First post to the forum, sorry I'm new at this:
I inherited a BED file which has 32-length barcodes.
1) The first 8 digits are the cell's unique code
2) The next 8 match an entry from one of three sets (either 7a, 7b or 7c)
3) The next 8 digits are also a part of the cells unique code
4) The last 8 digits match one of two sets (5a or 5b)
We have six technical replicates that are defined as some combination of a 7x and a 5x code.
I did a lot of analysis with this data in Signac/Seurat this summer; I was given a filtered Seurat object to work with. Now, I'm trying to re-do the QC (most importantly, re-do the doublet analysis), and I should input the data as a separate BED file for each of the six technical replicates. This is my first time having access to the original BED file.
I have a lot of the barcodes in my Seurat object but because of filtering it doesn't have all of them.
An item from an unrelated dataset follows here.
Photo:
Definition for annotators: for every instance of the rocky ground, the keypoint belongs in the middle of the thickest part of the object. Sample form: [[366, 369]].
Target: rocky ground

I have a simple script that sorts the barcodes into one of the six technical replicates, but I don't have a list of all the barcodes in the BED file (I'm starting to realize this is usually given separately, but I didn't inherit it).
So I guess my question is whether there is a way to do this filtering entirely in terminal (easily) and/or if there is an easy way to extract all the unique barcodes from a BAM or BED file. [After extracting the barcodes, I know how to make 6 whitelists (.csv) and then split using sinto].
My data looks like this:
chr1 10126 10175 ATTCAGAAAAGAGGCAACGTCCTGTCTTACGC 1 chr1 10150 10180 ATTACTCGAACCAGGTAGGATAGGCTCCTTAC 1 chr1 10151 10192 GAGATTCCCGTATAGAAGGATAGGACTCTAGG 1
Oh, is it space delimited rather than tab delimited? I also forgot to throw a sort in there. Can you try:
cut -f4 -d" " your_file.bed | sort | uniq > output.txt
uniq -cwill also give the counts for each barcode if that's of interest.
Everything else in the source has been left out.